Researchers measured data from the water surface temperatures in the Gulf, since 1982, to draw a line on the temperature trends and compare these numbers with other oceans of the planet. They found that the temperature rate increased faster in the Gulf of Maine than in the rest of the world, from 2004 to 2013.

Gulf-of-Maine
Credit: Basemap data from USGS.

Climate change causing atmospheric warming, and the shift of the Atlantic current bringing water to the Gulf, are the most probable causes of the changes in temperature.

The National Oceanic and Atmospheric Administration (NOAA) announced in November 2014, a new set of restrictions on cod fishing in the area, announcing tough consequences for the fishing communities.
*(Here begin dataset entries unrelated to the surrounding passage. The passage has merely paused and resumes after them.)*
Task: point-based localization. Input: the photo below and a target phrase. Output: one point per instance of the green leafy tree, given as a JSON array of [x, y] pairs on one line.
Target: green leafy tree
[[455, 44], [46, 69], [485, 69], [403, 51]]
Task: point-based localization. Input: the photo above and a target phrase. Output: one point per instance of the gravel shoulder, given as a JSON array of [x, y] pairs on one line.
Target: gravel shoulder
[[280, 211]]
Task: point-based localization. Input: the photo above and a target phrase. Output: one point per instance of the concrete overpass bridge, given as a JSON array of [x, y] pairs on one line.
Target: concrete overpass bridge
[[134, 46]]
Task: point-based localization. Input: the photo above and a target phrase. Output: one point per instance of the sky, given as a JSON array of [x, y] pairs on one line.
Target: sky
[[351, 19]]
They stated that the cod stock of the Gulf of Maine was in the worst shape of the last 40 years.

“We’re seeing an ecosystem going through a really massive change, and I really want my colleagues to look at this. We need to understand what it means,” researchers said, according to The Washington Post.

Moreover, these type of changes affect more than cod fishing and the people that depend on it. Scientists also link these warm temperatures to snowfalls and storms —for example, what happened in Boston earlier this year— caused by the increase of moisture in the atmosphere, leading to more precipitation.